Desde trabalhos forçados até pedofilia, passando por torturas, sequestros, esterilizações e choques elétricos, os que foram abusados por Schäfer hoje clamam por justiça e lutam contra o silêncio, a impunidade e o esquecimento.

Horst Schaffrick nasceu na Alemanha em 1959. Tinha três anos quando seus pais se mudaram para o Chile para se unir ao "paraíso cristão" da Colônia Dignidade, onde reconstruiriam suas vidas depois da Segunda Guerra Mundial.

Na antiga casa de Schäfer e com lágrimas nos olhos, Horst relembrou as noites nas quais esse homem, que dizia ser um "profeta de Deus", abusava das crianças.

"A cada noite, ele escolhia um ajudante que tinha que dormir com ele. Então, abusava de nós. Eu pensava que isso era normal. Não tinha pais para quem perguntar, nem livros, televisão ou rádio que pudessem me guiar", relatou a vítima.

Tudo era proibido. Olhar para alguém do outro sexo, fazer uma pergunta ou desmaiar de cansaço. A vida era um puro castigo.

O implacável sistema de vigilância transformava os colonos em vítimas e carrascos ao mesmo tempo. Todos tinham obrigação de denunciar qualquer transgressão das normas e eram eles próprios que linchavam os infratores.

Às noites, depois do sermão, Schäfer colocava o infrator denunciado no meio de um semicírculo. O líder da comunidade o interrogava e depois encorajava os demais a insultá-lo e agredi-lo. "Batam forte neste porco!
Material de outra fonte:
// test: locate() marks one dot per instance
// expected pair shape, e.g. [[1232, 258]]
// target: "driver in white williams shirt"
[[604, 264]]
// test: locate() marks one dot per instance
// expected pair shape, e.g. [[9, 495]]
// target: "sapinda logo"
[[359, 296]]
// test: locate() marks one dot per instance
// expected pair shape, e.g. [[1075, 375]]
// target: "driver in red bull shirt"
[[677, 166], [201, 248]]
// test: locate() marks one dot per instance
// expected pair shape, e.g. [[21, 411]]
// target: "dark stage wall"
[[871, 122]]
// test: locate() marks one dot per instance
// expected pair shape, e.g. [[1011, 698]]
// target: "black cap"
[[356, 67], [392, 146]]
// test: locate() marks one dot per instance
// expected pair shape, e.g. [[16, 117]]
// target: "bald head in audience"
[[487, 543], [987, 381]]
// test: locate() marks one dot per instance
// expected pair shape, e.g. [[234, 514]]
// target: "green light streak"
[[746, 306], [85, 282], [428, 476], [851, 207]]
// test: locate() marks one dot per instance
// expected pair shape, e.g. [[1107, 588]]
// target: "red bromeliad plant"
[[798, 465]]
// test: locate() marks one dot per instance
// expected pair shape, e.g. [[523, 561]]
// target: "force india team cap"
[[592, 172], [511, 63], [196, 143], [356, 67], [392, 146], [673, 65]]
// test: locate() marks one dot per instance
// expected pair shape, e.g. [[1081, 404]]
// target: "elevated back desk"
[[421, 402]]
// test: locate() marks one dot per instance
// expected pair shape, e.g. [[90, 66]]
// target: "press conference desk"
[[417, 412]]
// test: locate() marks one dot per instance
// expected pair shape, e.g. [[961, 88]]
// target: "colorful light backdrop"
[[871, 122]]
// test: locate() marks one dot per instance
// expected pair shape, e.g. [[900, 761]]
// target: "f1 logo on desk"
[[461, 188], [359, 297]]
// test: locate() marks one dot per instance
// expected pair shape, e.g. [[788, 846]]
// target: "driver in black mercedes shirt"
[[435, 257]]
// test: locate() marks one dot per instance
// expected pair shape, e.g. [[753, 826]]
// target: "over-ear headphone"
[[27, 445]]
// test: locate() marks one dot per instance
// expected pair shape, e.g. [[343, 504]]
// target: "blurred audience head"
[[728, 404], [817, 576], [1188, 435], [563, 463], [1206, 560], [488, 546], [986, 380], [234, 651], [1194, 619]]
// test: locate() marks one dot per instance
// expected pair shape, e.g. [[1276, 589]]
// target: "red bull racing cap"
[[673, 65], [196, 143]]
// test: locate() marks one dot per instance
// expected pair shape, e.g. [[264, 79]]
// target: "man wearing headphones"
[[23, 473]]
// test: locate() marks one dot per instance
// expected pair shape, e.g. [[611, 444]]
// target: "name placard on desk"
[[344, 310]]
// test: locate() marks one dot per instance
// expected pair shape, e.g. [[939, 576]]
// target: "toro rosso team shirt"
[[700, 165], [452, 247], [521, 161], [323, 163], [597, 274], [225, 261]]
Batam até que ele não aguente mais", gritava.

"Uma vez me bateram muito. Estava no chão, encolhido, sangrando. Perdi a consciência. Quando acordei, tinha a mandíbula fraturada. Tiveram que me costurar o lábio. Me alimentei com um canudo durante um mês", contou Horst, demonstrando um claro sentimento de raiva.

A maior parte das vítimas nunca pensou em fugir ou se defender, mas alguns tentaram escapar. Só cinco conseguiram. Outros, como Jürgen Szurgelies, foram detidos logo depois de pular a cerca.

Depois de conseguir saltar a barreira que ainda cerca o local, Jürgen contou como foi apanhado pelos pastores alemães. Desse dia em diante, começou uma infernal dieta de sedativos e choques elétricos.

"Davam para mim 20 comprimidos por dia. Não conseguia ficar de pé. Era uma múmia. Passou muito tempo, mas continuo sem poder ler ou me concentrar", afirmou Szurgelies.

Onze anos depois da desarticulação da seita, os fantasmas da escravidão e das torturas seguem rondando as vítimas. Hoje, a Colônia Dignidade já não existe, mas a sombra de Schäfer continua atormentando a vida dos ex-colonos. Poucos conseguiram se recuperar. Muitos ainda se sentem presos.